MARY REICHARD, HOST: And I’m Mary Reichard. Here’s WORLD commentator Andrée Seu Peterson with a Christmas reflection. It’s a selection from her 2008 book titled, Won’t Let You Go Unless You Bless Me.
ANDREE SEU PETERSON, COMMENTATOR: On the night Jesse fell I was starting to be concerned about Christmas. Oh, not about the story in Matthew 1 particularly, but about presents and money and time crunches. Jesse put an end to this when she somehow let her body drop from a 30-foot bridge onto macadam about a mile from here in November. The police are investigating.
Jesse came to live with me in September, a high-school friend of my older daughter, an art student just back from a year in Rome and needing a credible address so as to pursue studies in the university 10 minutes from here. I offered my daughter’s old room and told her straight up that I wasn’t much of a hand-holder. She was 21, she could come and go as she pleased, raid the fridge, and generally make herself at home. I kept her in homemade granola, which I noticed she relished.

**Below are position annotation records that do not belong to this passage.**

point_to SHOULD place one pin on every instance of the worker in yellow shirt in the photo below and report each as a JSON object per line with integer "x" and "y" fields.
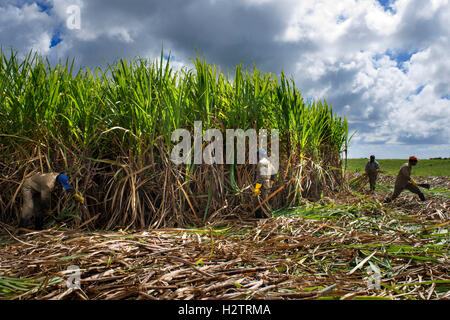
{"x": 404, "y": 181}
{"x": 265, "y": 176}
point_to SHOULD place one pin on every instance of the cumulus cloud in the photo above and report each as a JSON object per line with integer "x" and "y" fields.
{"x": 382, "y": 63}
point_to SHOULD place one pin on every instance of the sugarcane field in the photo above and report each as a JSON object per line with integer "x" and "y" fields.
{"x": 93, "y": 207}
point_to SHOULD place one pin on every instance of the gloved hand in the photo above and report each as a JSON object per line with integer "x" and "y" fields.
{"x": 257, "y": 190}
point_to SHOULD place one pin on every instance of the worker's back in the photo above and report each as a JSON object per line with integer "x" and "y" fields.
{"x": 39, "y": 182}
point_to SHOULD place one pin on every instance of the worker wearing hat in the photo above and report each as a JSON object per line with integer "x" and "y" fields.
{"x": 36, "y": 192}
{"x": 265, "y": 174}
{"x": 372, "y": 169}
{"x": 404, "y": 181}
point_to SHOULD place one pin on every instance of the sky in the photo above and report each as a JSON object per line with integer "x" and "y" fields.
{"x": 384, "y": 64}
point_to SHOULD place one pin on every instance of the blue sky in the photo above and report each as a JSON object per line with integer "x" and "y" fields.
{"x": 382, "y": 63}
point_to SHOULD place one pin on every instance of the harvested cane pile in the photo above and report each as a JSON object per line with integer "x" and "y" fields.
{"x": 356, "y": 249}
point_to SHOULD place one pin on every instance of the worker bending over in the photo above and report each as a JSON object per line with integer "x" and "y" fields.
{"x": 36, "y": 191}
{"x": 372, "y": 169}
{"x": 265, "y": 176}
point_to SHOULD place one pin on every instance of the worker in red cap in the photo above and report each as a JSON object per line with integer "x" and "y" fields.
{"x": 36, "y": 192}
{"x": 404, "y": 181}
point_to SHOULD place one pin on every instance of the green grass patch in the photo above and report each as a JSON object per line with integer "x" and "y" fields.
{"x": 425, "y": 168}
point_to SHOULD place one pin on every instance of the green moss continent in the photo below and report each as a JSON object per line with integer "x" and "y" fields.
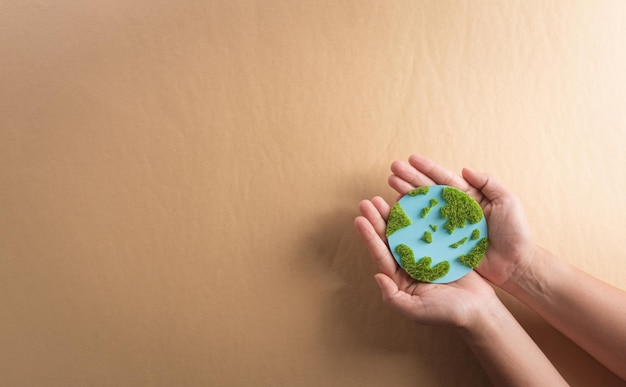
{"x": 425, "y": 211}
{"x": 459, "y": 243}
{"x": 397, "y": 219}
{"x": 421, "y": 270}
{"x": 472, "y": 259}
{"x": 460, "y": 208}
{"x": 420, "y": 191}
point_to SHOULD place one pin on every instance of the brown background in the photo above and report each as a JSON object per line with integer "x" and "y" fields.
{"x": 179, "y": 178}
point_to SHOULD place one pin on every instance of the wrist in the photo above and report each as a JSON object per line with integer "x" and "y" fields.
{"x": 486, "y": 318}
{"x": 531, "y": 278}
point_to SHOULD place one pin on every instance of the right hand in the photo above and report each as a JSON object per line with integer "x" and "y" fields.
{"x": 511, "y": 249}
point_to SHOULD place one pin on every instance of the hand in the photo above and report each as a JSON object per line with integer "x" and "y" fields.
{"x": 510, "y": 246}
{"x": 458, "y": 304}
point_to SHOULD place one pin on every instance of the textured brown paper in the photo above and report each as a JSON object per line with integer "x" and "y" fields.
{"x": 179, "y": 178}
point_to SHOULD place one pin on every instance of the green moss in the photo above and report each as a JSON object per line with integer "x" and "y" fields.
{"x": 397, "y": 219}
{"x": 420, "y": 191}
{"x": 425, "y": 211}
{"x": 472, "y": 259}
{"x": 421, "y": 270}
{"x": 460, "y": 208}
{"x": 459, "y": 243}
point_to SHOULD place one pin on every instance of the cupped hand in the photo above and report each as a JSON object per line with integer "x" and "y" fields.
{"x": 457, "y": 304}
{"x": 510, "y": 245}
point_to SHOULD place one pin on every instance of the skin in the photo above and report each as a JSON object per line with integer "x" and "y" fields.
{"x": 548, "y": 285}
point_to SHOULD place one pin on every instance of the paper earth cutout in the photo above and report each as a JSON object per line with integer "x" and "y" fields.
{"x": 437, "y": 233}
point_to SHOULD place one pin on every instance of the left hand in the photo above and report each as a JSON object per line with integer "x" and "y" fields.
{"x": 458, "y": 304}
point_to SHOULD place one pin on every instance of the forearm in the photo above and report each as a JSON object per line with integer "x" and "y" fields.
{"x": 588, "y": 311}
{"x": 509, "y": 356}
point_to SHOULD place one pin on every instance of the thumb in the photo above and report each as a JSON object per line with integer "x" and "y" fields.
{"x": 392, "y": 295}
{"x": 489, "y": 186}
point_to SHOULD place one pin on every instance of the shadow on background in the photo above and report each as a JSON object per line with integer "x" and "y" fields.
{"x": 357, "y": 321}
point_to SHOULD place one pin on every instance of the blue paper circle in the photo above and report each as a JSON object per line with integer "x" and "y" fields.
{"x": 439, "y": 249}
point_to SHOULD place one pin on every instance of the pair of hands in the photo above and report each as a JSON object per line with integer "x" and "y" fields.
{"x": 460, "y": 303}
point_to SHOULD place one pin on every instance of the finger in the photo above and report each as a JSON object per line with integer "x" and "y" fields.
{"x": 410, "y": 175}
{"x": 373, "y": 215}
{"x": 437, "y": 173}
{"x": 393, "y": 296}
{"x": 382, "y": 207}
{"x": 487, "y": 185}
{"x": 377, "y": 248}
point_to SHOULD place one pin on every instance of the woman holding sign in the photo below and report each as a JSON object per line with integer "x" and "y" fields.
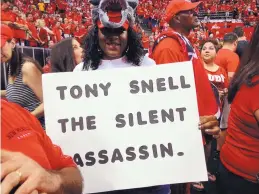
{"x": 65, "y": 55}
{"x": 112, "y": 45}
{"x": 116, "y": 45}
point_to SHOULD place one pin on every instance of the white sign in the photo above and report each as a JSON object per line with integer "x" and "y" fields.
{"x": 127, "y": 127}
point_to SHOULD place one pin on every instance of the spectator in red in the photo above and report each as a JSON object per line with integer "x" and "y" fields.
{"x": 239, "y": 171}
{"x": 30, "y": 163}
{"x": 57, "y": 32}
{"x": 47, "y": 67}
{"x": 34, "y": 39}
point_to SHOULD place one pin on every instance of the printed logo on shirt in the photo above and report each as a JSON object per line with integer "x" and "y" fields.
{"x": 19, "y": 133}
{"x": 216, "y": 78}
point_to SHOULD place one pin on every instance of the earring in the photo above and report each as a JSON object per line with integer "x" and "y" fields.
{"x": 99, "y": 51}
{"x": 127, "y": 50}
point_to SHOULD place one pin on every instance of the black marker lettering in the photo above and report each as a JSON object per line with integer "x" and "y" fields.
{"x": 79, "y": 123}
{"x": 76, "y": 92}
{"x": 103, "y": 155}
{"x": 181, "y": 113}
{"x": 105, "y": 88}
{"x": 183, "y": 84}
{"x": 134, "y": 87}
{"x": 120, "y": 121}
{"x": 89, "y": 156}
{"x": 61, "y": 90}
{"x": 63, "y": 123}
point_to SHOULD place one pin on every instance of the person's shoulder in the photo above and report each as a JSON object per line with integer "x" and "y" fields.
{"x": 30, "y": 66}
{"x": 147, "y": 61}
{"x": 79, "y": 67}
{"x": 167, "y": 43}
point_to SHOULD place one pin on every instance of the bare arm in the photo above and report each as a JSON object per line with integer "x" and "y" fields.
{"x": 70, "y": 181}
{"x": 3, "y": 93}
{"x": 32, "y": 78}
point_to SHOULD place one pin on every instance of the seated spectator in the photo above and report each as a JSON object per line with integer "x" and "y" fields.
{"x": 239, "y": 169}
{"x": 66, "y": 55}
{"x": 226, "y": 57}
{"x": 30, "y": 163}
{"x": 24, "y": 76}
{"x": 242, "y": 42}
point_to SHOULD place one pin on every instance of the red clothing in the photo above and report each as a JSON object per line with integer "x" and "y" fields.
{"x": 219, "y": 78}
{"x": 240, "y": 153}
{"x": 171, "y": 50}
{"x": 20, "y": 33}
{"x": 24, "y": 134}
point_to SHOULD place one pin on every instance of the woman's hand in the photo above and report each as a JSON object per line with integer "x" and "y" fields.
{"x": 209, "y": 125}
{"x": 18, "y": 169}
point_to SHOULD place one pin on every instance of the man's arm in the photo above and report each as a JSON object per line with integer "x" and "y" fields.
{"x": 71, "y": 181}
{"x": 3, "y": 93}
{"x": 18, "y": 169}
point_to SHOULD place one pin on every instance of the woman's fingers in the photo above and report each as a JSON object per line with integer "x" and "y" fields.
{"x": 214, "y": 131}
{"x": 9, "y": 182}
{"x": 208, "y": 122}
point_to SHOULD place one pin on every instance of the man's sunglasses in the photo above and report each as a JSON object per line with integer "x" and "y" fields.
{"x": 189, "y": 12}
{"x": 112, "y": 31}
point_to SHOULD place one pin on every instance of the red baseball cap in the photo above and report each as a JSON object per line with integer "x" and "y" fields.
{"x": 175, "y": 6}
{"x": 114, "y": 17}
{"x": 6, "y": 34}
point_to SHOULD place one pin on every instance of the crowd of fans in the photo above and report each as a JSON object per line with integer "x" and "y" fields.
{"x": 225, "y": 71}
{"x": 40, "y": 24}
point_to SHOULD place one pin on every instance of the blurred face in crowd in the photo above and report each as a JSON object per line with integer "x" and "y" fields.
{"x": 78, "y": 51}
{"x": 51, "y": 43}
{"x": 29, "y": 17}
{"x": 208, "y": 52}
{"x": 6, "y": 50}
{"x": 188, "y": 19}
{"x": 5, "y": 6}
{"x": 76, "y": 23}
{"x": 15, "y": 10}
{"x": 58, "y": 24}
{"x": 113, "y": 42}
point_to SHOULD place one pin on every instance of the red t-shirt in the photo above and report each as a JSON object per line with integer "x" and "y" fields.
{"x": 169, "y": 50}
{"x": 22, "y": 132}
{"x": 227, "y": 59}
{"x": 219, "y": 78}
{"x": 240, "y": 153}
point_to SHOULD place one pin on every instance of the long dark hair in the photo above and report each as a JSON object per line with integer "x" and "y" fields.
{"x": 94, "y": 54}
{"x": 16, "y": 61}
{"x": 62, "y": 56}
{"x": 248, "y": 68}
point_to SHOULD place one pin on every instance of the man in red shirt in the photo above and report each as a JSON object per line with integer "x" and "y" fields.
{"x": 172, "y": 46}
{"x": 30, "y": 163}
{"x": 57, "y": 32}
{"x": 226, "y": 57}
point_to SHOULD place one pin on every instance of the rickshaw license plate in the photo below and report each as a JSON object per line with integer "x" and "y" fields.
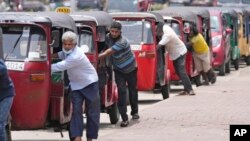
{"x": 18, "y": 66}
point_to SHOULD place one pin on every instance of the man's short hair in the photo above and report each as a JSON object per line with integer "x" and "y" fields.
{"x": 116, "y": 24}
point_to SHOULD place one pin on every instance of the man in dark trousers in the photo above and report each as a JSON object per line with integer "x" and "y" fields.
{"x": 84, "y": 84}
{"x": 125, "y": 68}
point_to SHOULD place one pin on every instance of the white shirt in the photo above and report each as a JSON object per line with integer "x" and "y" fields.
{"x": 172, "y": 43}
{"x": 80, "y": 71}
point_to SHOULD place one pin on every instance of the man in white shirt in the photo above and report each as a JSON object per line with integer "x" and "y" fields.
{"x": 84, "y": 84}
{"x": 177, "y": 52}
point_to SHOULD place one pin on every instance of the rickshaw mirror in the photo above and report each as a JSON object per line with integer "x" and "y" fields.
{"x": 55, "y": 38}
{"x": 23, "y": 48}
{"x": 85, "y": 48}
{"x": 186, "y": 28}
{"x": 101, "y": 33}
{"x": 228, "y": 31}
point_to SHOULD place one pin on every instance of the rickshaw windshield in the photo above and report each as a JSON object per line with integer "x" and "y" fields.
{"x": 215, "y": 25}
{"x": 122, "y": 6}
{"x": 24, "y": 43}
{"x": 176, "y": 28}
{"x": 137, "y": 32}
{"x": 85, "y": 41}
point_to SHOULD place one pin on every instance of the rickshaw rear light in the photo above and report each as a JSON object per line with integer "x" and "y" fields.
{"x": 37, "y": 77}
{"x": 147, "y": 54}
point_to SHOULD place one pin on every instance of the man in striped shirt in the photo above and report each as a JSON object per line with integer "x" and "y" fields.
{"x": 125, "y": 68}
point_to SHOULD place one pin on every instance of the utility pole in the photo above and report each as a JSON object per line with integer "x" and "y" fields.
{"x": 73, "y": 5}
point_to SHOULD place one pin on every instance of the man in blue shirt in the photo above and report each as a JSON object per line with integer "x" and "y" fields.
{"x": 125, "y": 69}
{"x": 7, "y": 93}
{"x": 84, "y": 84}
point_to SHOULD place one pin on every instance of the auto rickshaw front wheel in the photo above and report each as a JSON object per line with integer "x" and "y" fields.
{"x": 236, "y": 63}
{"x": 8, "y": 129}
{"x": 114, "y": 115}
{"x": 165, "y": 90}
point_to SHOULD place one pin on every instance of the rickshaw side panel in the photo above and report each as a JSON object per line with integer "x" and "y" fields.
{"x": 29, "y": 95}
{"x": 146, "y": 72}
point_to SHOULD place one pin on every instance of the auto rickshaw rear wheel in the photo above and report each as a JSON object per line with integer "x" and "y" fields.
{"x": 8, "y": 130}
{"x": 228, "y": 66}
{"x": 247, "y": 60}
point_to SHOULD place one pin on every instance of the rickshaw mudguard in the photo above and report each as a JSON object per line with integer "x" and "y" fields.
{"x": 146, "y": 72}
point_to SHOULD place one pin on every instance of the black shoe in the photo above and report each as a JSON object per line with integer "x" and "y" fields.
{"x": 135, "y": 116}
{"x": 124, "y": 123}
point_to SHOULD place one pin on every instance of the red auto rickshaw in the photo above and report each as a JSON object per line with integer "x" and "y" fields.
{"x": 140, "y": 29}
{"x": 92, "y": 28}
{"x": 29, "y": 39}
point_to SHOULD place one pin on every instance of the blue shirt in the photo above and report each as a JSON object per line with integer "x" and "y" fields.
{"x": 123, "y": 59}
{"x": 6, "y": 84}
{"x": 80, "y": 71}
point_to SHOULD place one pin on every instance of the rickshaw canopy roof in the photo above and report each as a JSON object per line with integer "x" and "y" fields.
{"x": 101, "y": 18}
{"x": 185, "y": 14}
{"x": 154, "y": 15}
{"x": 226, "y": 10}
{"x": 53, "y": 18}
{"x": 203, "y": 12}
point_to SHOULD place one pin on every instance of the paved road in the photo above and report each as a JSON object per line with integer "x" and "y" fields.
{"x": 203, "y": 117}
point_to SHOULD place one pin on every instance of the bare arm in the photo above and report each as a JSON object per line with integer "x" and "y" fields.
{"x": 55, "y": 55}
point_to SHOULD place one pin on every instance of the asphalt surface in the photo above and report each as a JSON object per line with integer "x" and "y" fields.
{"x": 206, "y": 116}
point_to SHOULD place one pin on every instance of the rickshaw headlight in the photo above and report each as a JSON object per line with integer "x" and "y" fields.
{"x": 216, "y": 41}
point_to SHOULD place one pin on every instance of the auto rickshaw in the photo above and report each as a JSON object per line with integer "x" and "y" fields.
{"x": 220, "y": 41}
{"x": 8, "y": 126}
{"x": 243, "y": 42}
{"x": 92, "y": 28}
{"x": 140, "y": 29}
{"x": 29, "y": 39}
{"x": 185, "y": 18}
{"x": 231, "y": 17}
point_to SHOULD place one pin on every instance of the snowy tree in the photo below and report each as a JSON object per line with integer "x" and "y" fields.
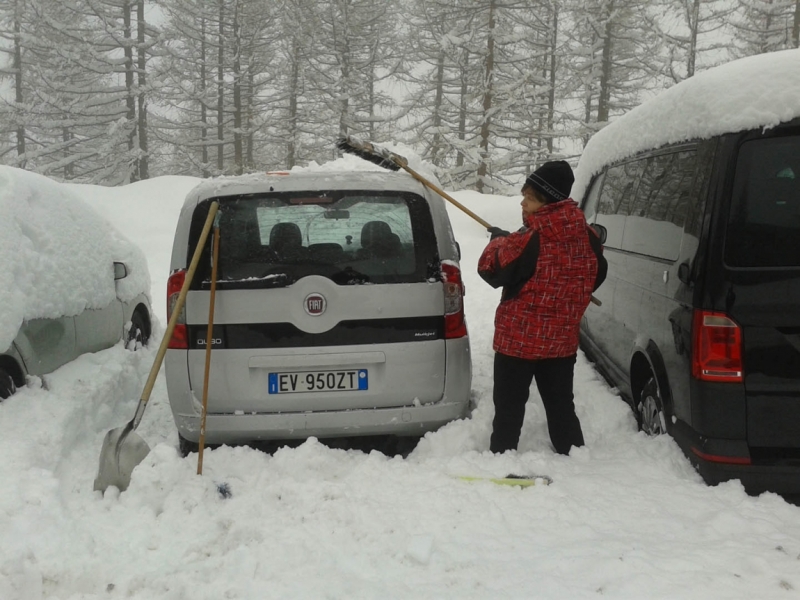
{"x": 765, "y": 26}
{"x": 693, "y": 33}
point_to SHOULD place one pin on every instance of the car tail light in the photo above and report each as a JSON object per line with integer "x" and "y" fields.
{"x": 716, "y": 347}
{"x": 716, "y": 458}
{"x": 179, "y": 339}
{"x": 455, "y": 325}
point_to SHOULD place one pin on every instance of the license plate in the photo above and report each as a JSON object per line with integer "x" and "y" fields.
{"x": 318, "y": 381}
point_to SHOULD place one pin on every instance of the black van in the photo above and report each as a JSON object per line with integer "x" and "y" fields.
{"x": 699, "y": 327}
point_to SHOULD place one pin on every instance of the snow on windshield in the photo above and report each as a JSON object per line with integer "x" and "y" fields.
{"x": 57, "y": 254}
{"x": 758, "y": 91}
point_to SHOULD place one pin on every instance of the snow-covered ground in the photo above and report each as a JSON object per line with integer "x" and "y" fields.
{"x": 626, "y": 516}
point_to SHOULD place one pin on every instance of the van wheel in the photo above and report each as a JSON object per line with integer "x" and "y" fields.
{"x": 137, "y": 334}
{"x": 186, "y": 447}
{"x": 7, "y": 385}
{"x": 650, "y": 409}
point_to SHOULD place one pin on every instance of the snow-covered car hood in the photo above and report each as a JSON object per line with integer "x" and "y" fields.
{"x": 58, "y": 254}
{"x": 757, "y": 91}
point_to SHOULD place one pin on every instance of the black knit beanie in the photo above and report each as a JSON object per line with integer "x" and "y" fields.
{"x": 553, "y": 180}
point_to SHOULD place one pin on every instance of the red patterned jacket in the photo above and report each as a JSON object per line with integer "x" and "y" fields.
{"x": 548, "y": 271}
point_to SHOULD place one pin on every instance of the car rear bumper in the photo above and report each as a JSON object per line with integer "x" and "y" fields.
{"x": 716, "y": 461}
{"x": 406, "y": 420}
{"x": 756, "y": 479}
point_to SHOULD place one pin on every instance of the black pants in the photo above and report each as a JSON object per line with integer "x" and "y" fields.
{"x": 512, "y": 382}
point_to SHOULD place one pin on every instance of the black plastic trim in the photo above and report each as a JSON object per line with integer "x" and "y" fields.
{"x": 346, "y": 333}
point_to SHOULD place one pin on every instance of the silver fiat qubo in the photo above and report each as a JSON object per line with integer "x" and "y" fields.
{"x": 338, "y": 310}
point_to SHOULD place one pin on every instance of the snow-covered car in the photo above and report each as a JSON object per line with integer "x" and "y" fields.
{"x": 338, "y": 310}
{"x": 698, "y": 190}
{"x": 69, "y": 282}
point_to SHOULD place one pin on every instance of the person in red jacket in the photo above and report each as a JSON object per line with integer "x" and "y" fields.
{"x": 548, "y": 271}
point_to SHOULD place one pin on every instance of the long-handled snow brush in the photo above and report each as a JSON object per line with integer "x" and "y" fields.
{"x": 394, "y": 162}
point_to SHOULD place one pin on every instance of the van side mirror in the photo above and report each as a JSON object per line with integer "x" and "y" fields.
{"x": 120, "y": 271}
{"x": 601, "y": 232}
{"x": 685, "y": 273}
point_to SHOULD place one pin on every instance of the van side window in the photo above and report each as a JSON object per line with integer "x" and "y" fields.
{"x": 592, "y": 198}
{"x": 764, "y": 220}
{"x": 616, "y": 196}
{"x": 655, "y": 222}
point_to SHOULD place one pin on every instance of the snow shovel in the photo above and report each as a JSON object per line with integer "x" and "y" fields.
{"x": 123, "y": 449}
{"x": 209, "y": 343}
{"x": 394, "y": 162}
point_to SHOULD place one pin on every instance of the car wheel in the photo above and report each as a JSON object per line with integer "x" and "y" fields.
{"x": 7, "y": 385}
{"x": 186, "y": 447}
{"x": 137, "y": 334}
{"x": 650, "y": 409}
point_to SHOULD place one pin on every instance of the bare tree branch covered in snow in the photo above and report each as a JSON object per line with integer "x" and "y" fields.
{"x": 112, "y": 91}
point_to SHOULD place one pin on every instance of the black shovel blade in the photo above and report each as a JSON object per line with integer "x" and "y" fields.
{"x": 123, "y": 449}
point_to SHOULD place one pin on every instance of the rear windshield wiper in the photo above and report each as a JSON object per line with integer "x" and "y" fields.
{"x": 260, "y": 282}
{"x": 349, "y": 276}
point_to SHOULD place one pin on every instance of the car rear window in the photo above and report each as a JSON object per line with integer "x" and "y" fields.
{"x": 351, "y": 237}
{"x": 764, "y": 221}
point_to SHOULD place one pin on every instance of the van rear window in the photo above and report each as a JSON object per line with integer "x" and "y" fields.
{"x": 764, "y": 221}
{"x": 350, "y": 237}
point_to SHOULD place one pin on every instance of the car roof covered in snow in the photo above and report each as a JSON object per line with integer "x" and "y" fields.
{"x": 58, "y": 254}
{"x": 303, "y": 180}
{"x": 757, "y": 91}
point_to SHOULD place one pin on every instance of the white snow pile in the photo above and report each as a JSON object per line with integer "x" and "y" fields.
{"x": 757, "y": 91}
{"x": 58, "y": 254}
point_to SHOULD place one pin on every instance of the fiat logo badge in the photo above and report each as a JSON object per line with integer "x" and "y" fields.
{"x": 315, "y": 304}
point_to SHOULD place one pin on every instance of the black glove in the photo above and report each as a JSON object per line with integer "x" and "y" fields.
{"x": 497, "y": 232}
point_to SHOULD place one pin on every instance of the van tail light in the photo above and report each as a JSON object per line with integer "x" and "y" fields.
{"x": 455, "y": 326}
{"x": 179, "y": 339}
{"x": 716, "y": 347}
{"x": 725, "y": 460}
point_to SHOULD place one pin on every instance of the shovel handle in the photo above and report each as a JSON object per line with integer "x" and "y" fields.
{"x": 176, "y": 312}
{"x": 443, "y": 194}
{"x": 209, "y": 343}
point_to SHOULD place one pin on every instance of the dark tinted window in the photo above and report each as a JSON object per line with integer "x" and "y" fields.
{"x": 764, "y": 222}
{"x": 617, "y": 194}
{"x": 592, "y": 199}
{"x": 350, "y": 237}
{"x": 657, "y": 215}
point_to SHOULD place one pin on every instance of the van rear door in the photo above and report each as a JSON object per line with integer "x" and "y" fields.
{"x": 326, "y": 301}
{"x": 762, "y": 260}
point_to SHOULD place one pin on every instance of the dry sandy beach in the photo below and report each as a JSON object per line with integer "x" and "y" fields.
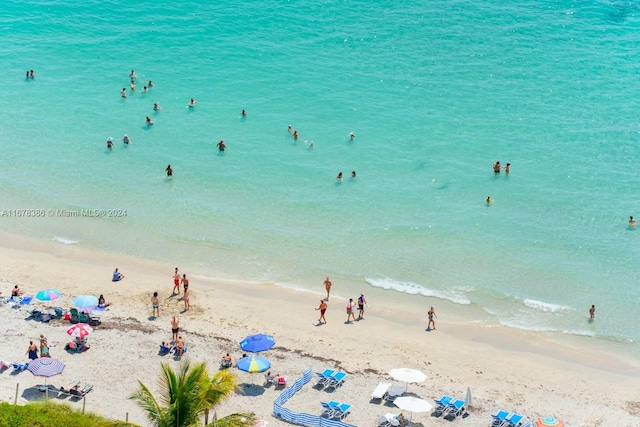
{"x": 505, "y": 369}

It is amazing that Jesse survived, let alone that she choked up my phone number when they found her oozing blood from the head. Detectives at the scene called here to get her parents’ phone numbers, before volleying questions about mental health, to which, of course, I pleaded ignorance. Memory rifled hurriedly through shards of recent conversation for clues, not so much for the detective as for me, to learn what I already feared to learn, both about Jess and myself.
I am momentarily in love with the medical profession, with a neurologist and a trauma doctor especially, who met us in the waiting room an hour later, looking stern and painting every bleak scenario, as was their duty.
But by morning light they had slain each medical Hydra and Chimaera and brought better news than anyone deserved to expect. The next day they’d tackle the femur, and the next day a scattering of broken vertebrae with awful names like T-12.
In the three months that Jesse lived under my roof I sensed pressures and deep waters, and tacked the girl onto the end of my prayer list. On the rare occasions that we did speak, I dispensed mealy mouthed counsel you could have pulled from any self-esteem handbook at Borders.
I was working up to sharing Christ, but it was never the right time. “The little Lord Jesus asleep on the hay.”
But there is nothing treacly and sentimental about Christmas. Soon there would be the slaughter of the innocents in Ramah, and “Rachel weeping for her children, refusing to be comforted because they are no more.”
If there are no Ramahs there is no need for Jesus. If there are no young women who fall off bridges because they are sad, and no middle-aged callous women with calloused hearts, then what is the point of Christmas?
Things are suddenly sharp and clear. And as that old unsentimental Jew Simeon dared to put it, at the risk of spoiling holiday cheer, Christmas is here “that the thoughts of many hearts may be revealed.”
For WORLD Radio, I’m Andrée Seu Peterson.